If we have to choose between these two algorithms, I prefer to use the token bucket algorithm. The reason is that when facing burst traffic, the leaky bucket algorithm solves it by buffering in the leaky bucket. This increases the response time of the traffic, which is not in line with the low-latency requirements of Internet business. On the other hand, the token bucket algorithm can temporarily store a certain amount of tokens in the bucket and can cope with a certain amount of burst traffic. So generally I would use the token bucket algorithm to implement rate limiting solutions. The rate limiting solution in Guava is also implemented using the token bucket algorithm.

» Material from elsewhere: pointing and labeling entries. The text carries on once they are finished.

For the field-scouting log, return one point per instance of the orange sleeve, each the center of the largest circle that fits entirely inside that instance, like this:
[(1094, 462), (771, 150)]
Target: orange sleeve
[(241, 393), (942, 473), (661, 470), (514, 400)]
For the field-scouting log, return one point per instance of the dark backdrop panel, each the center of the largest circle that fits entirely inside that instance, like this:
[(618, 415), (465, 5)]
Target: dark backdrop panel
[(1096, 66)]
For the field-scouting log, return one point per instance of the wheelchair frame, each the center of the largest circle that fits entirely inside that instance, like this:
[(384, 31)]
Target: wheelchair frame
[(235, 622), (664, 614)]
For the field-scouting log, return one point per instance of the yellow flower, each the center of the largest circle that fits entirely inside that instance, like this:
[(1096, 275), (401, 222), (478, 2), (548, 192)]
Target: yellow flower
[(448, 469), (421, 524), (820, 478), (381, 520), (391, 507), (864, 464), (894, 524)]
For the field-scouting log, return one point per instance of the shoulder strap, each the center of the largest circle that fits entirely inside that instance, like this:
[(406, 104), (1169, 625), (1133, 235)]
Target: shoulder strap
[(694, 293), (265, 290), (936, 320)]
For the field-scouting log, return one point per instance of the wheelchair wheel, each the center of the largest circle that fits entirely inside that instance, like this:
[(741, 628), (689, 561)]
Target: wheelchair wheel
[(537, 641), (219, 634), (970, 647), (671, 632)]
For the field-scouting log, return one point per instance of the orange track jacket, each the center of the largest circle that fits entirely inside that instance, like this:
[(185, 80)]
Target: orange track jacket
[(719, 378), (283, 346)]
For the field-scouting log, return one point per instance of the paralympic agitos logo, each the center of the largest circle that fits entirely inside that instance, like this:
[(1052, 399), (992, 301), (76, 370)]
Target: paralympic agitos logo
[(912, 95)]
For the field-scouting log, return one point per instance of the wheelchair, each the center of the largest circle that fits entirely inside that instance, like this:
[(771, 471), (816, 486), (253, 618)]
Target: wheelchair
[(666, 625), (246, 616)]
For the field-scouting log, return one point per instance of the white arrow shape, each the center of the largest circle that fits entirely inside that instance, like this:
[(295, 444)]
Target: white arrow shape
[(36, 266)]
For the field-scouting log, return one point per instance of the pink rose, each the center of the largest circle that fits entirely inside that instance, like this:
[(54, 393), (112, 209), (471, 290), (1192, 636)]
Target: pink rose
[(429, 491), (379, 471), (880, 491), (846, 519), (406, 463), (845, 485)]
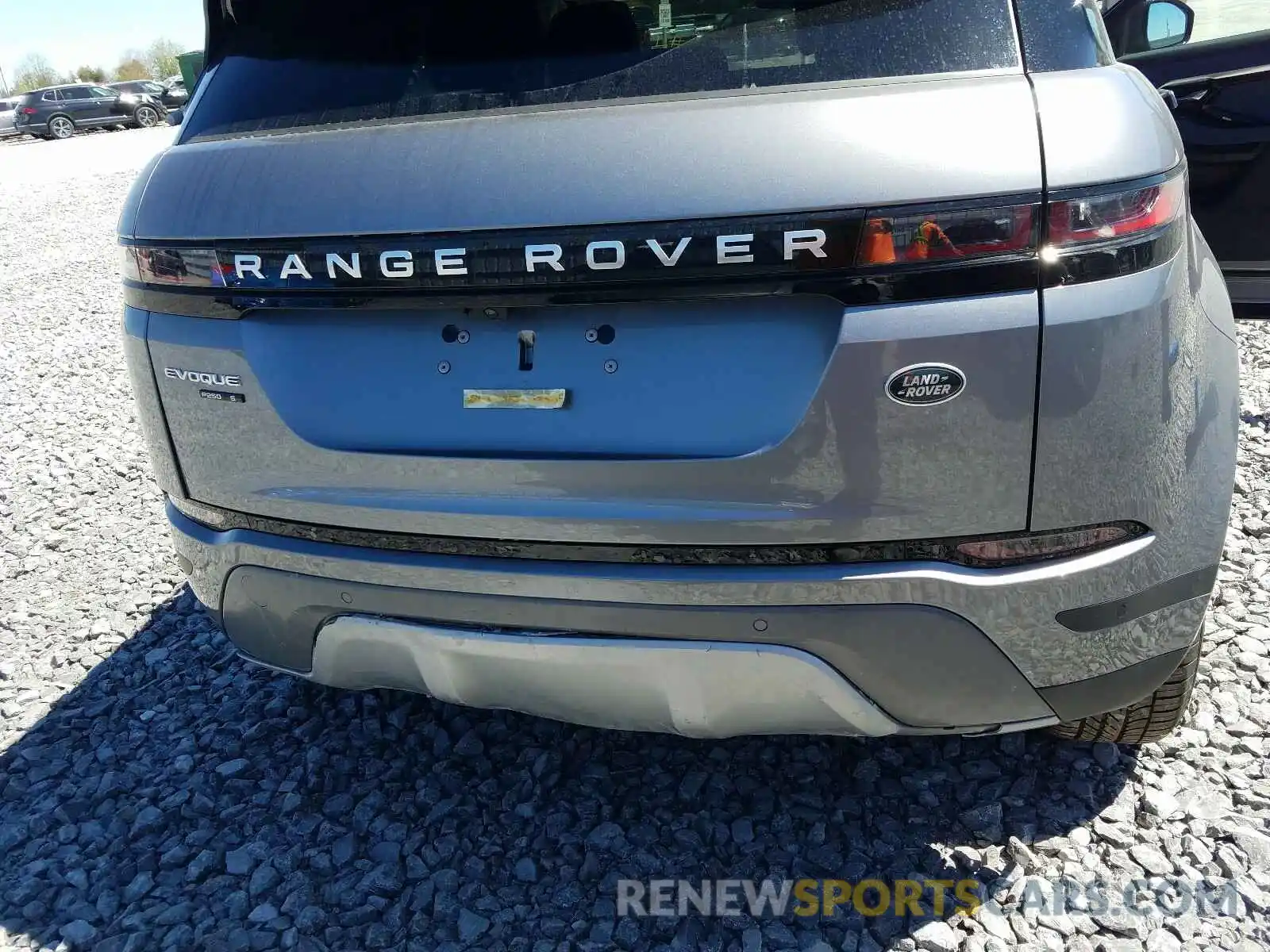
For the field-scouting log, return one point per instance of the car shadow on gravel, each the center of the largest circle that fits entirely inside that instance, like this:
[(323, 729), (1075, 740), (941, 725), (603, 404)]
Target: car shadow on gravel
[(182, 799)]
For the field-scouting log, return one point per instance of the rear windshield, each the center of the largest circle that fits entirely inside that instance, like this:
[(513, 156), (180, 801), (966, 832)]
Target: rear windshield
[(300, 63)]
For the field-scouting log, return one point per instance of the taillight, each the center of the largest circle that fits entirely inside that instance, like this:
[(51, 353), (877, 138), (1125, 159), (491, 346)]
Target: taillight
[(905, 236), (1117, 215), (188, 267)]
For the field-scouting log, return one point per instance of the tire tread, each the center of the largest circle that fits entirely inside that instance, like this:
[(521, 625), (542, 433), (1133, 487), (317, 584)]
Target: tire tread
[(1147, 720)]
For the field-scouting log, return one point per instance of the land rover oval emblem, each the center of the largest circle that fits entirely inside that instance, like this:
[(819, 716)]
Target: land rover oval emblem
[(925, 384)]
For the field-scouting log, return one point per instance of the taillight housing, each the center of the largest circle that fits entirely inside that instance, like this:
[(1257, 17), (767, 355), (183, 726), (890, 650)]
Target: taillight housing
[(187, 267), (1034, 547), (946, 234), (1114, 216)]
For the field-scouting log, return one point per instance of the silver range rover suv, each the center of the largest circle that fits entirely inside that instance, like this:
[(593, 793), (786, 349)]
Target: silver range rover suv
[(817, 367)]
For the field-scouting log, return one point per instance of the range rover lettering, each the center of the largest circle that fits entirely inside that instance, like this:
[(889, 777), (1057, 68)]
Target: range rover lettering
[(850, 368)]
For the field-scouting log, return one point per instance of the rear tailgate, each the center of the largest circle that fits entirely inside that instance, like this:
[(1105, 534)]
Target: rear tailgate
[(727, 390)]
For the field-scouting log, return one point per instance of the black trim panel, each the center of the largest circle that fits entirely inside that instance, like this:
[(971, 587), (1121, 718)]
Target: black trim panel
[(870, 287), (1105, 615), (1113, 691), (941, 550)]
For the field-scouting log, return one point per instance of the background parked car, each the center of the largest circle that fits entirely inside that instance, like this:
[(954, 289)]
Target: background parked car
[(171, 97), (177, 86), (1214, 74), (59, 112), (8, 107)]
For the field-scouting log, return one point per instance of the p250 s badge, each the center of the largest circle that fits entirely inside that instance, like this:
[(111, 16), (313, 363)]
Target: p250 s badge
[(925, 384)]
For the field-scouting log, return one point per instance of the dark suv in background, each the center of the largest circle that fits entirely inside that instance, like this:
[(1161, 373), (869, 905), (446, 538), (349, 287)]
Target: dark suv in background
[(171, 97), (59, 112)]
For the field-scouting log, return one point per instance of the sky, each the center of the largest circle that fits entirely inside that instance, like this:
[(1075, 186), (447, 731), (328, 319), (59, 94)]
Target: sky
[(93, 32)]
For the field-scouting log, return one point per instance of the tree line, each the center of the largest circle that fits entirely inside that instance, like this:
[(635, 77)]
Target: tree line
[(158, 61)]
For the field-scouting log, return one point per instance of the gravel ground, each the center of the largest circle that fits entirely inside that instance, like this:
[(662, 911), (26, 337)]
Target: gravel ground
[(156, 793)]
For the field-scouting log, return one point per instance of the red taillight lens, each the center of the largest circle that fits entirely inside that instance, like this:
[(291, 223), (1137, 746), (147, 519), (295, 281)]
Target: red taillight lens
[(905, 238), (190, 267), (1079, 221)]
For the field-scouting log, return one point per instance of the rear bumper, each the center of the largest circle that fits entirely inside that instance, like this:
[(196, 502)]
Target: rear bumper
[(854, 651)]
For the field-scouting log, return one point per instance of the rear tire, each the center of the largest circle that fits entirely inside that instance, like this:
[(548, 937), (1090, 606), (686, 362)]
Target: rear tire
[(61, 127), (1149, 720)]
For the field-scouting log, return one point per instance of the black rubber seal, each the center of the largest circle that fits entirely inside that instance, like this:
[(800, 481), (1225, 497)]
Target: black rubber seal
[(1181, 588)]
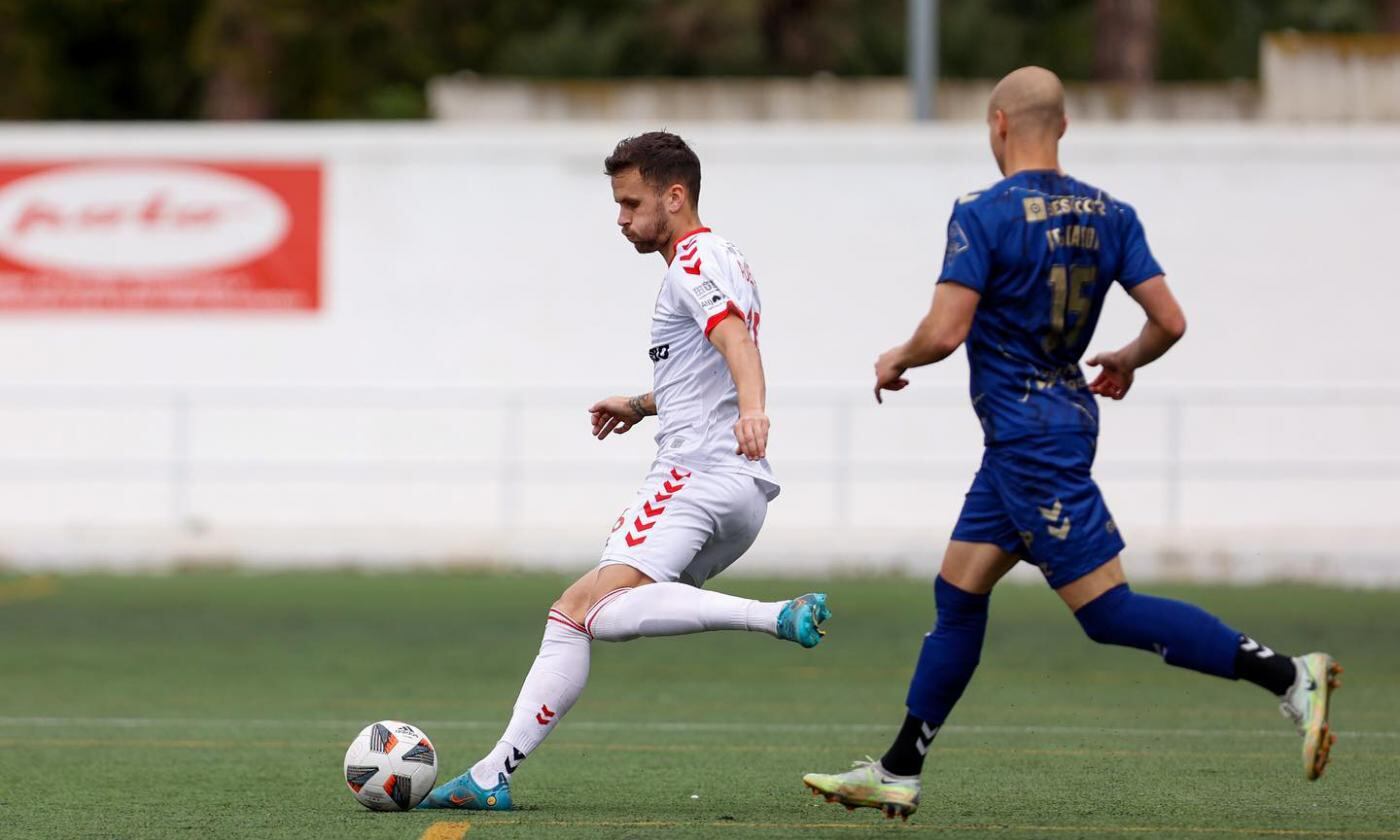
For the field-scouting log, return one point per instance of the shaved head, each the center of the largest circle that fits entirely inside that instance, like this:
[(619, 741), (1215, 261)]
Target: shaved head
[(1032, 98), (1026, 119)]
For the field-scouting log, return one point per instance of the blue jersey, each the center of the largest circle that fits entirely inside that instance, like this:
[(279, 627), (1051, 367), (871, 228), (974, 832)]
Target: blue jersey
[(1042, 249)]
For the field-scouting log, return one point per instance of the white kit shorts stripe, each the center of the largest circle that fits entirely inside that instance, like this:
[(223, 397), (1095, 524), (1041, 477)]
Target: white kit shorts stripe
[(688, 525)]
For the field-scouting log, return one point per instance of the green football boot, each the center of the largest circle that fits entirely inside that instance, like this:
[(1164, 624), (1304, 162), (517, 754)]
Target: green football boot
[(867, 786)]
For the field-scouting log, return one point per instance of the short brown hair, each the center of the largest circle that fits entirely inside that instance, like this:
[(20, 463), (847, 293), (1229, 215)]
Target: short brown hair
[(661, 158)]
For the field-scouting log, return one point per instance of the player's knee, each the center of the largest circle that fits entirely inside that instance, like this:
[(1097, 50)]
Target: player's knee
[(956, 606), (573, 604), (1101, 616)]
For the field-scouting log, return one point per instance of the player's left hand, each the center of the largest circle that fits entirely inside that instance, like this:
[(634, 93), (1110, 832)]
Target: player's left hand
[(752, 433), (889, 373), (1116, 377), (612, 416)]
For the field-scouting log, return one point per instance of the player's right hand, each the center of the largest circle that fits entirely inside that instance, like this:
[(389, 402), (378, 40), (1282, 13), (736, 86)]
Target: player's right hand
[(889, 373), (1116, 377), (752, 433), (613, 415)]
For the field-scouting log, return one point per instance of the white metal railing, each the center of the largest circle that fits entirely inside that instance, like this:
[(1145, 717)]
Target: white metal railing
[(507, 462)]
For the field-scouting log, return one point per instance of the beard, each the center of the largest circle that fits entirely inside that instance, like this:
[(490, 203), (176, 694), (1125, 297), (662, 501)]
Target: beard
[(650, 241)]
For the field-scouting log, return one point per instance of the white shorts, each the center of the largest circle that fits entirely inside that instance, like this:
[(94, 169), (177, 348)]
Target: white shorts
[(688, 525)]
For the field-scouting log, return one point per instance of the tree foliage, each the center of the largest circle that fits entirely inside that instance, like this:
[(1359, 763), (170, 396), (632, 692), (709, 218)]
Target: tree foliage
[(318, 59)]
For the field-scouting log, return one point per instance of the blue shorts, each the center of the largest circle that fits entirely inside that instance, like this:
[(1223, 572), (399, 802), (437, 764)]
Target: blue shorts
[(1036, 499)]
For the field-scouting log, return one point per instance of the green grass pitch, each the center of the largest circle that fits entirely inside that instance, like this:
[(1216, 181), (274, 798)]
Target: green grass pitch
[(219, 704)]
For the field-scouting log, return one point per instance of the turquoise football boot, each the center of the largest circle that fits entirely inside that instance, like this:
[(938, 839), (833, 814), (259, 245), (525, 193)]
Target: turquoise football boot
[(464, 794), (801, 619)]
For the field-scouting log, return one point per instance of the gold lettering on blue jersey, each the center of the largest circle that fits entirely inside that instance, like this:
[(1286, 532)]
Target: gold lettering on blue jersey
[(1073, 235)]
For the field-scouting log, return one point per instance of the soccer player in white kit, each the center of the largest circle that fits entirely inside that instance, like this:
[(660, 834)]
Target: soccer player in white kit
[(706, 494)]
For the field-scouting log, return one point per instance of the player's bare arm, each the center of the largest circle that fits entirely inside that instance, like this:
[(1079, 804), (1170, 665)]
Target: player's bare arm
[(618, 415), (938, 335), (731, 339), (1165, 325)]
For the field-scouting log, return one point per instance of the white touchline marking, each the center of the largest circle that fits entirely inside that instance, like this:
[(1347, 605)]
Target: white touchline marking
[(679, 727)]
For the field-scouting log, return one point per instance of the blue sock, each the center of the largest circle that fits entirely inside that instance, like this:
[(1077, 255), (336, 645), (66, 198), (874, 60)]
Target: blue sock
[(951, 653), (1185, 634)]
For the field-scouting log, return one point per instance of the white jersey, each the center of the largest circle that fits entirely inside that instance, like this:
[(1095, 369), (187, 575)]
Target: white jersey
[(696, 399)]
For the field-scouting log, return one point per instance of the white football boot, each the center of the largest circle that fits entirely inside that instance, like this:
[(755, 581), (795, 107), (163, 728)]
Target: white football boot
[(1306, 703), (867, 786)]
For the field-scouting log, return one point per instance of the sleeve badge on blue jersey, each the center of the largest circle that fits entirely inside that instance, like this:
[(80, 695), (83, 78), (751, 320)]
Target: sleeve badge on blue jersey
[(956, 242)]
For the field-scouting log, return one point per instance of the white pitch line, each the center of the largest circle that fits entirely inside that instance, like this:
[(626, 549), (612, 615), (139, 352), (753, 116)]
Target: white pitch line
[(1283, 731)]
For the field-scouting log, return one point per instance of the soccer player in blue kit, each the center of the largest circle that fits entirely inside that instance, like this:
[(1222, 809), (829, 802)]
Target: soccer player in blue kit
[(1028, 265)]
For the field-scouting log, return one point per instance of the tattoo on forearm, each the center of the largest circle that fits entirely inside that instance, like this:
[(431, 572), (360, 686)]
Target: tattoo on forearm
[(639, 405)]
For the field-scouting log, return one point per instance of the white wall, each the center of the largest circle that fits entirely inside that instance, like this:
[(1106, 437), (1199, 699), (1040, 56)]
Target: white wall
[(479, 296)]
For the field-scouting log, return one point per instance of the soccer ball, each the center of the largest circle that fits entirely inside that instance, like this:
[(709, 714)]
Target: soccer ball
[(391, 766)]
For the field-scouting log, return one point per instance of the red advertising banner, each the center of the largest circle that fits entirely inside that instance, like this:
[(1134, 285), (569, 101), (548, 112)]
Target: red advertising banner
[(170, 234)]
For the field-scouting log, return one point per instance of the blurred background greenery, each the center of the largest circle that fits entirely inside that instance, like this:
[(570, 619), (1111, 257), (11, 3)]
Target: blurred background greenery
[(370, 59)]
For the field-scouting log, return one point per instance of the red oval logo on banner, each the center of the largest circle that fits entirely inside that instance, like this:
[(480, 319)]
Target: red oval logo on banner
[(137, 219)]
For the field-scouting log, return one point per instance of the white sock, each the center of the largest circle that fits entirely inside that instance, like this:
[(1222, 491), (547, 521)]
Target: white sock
[(550, 689), (676, 609)]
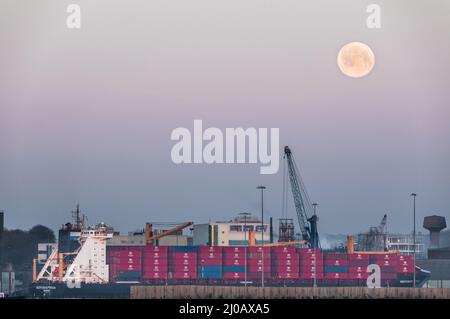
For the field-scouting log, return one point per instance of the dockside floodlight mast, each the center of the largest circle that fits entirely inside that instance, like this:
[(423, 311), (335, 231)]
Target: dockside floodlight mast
[(307, 219)]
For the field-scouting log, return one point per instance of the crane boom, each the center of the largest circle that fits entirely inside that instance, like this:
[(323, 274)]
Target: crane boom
[(303, 206)]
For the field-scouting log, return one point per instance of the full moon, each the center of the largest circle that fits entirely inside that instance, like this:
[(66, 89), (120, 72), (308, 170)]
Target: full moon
[(356, 59)]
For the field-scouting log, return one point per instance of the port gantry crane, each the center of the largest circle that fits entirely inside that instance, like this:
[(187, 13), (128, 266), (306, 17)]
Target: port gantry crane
[(307, 219)]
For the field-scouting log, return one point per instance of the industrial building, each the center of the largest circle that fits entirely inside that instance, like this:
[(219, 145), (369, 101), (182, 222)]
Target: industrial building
[(438, 261), (139, 239), (232, 233), (404, 243)]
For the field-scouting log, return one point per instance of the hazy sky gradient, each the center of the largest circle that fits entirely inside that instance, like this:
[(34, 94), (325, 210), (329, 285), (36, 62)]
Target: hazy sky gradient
[(86, 115)]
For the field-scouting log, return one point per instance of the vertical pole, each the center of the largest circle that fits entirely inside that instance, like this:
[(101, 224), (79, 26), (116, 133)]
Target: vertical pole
[(34, 270), (414, 238), (61, 266), (315, 255), (262, 233), (245, 250), (262, 236)]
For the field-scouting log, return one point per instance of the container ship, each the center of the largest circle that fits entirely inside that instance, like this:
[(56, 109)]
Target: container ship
[(85, 266), (97, 270)]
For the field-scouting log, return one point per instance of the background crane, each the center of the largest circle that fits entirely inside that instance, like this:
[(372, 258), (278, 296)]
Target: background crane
[(307, 219)]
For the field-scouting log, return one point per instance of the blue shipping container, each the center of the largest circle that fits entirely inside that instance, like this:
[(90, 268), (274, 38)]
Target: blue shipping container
[(217, 268), (210, 275), (184, 249), (340, 269), (233, 268)]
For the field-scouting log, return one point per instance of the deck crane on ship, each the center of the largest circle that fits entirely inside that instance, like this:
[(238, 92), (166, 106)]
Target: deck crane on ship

As you can see, using the token bucket algorithm requires storing the number of tokens. If rate limiting is implemented on a single machine, we can use a variable in the process to store it. However, in a distributed environment, different machines cannot share variables in the process. In this case, we generally use Redis to store the number of tokens. In this way, every time a request is made, we need to request Redis to get a token, which increases the delay by a few milliseconds and incurs some performance overhead. **Therefore, a compromise is to retrieve a batch of tokens instead of just one token each time when fetching tokens. This can minimize the number of requests to Redis.

Summary of the Course #

The above is the complete content of this lesson. In this lesson, I introduced you to the definition and function of rate limiting, as well as several common rate limiting algorithms. The key points you need to know are:

Rate limiting is a common service protection strategy, which allows you to control traffic on multiple dimensions, such as overall service, individual service, individual interface, individual IP, or individual user.

Algorithms based on the time window dimension include fixed window algorithm and sliding window algorithm. Although both can achieve a certain degree of rate limiting, they cannot make the traffic smoother.

Token bucket algorithm and leaky bucket algorithm are able to shape traffic and make it smoother. However, the token bucket algorithm can also handle a certain amount of burst traffic, so it is more commonly used in actual projects.

Rate limiting strategy is a standard strategy in microservice governance. However, it is difficult to determine the threshold for rate limiting in practice. Setting it too low can result in false positives for normal requests, while setting it too high cannot achieve the purpose of rate limiting. Therefore, in actual projects, we usually put the threshold in the configuration center for easy dynamic adjustment. At the same time, we can obtain the actual capacity of the overall system and each microservice through regular stress testing, and then set appropriate thresholds based on these stress test results.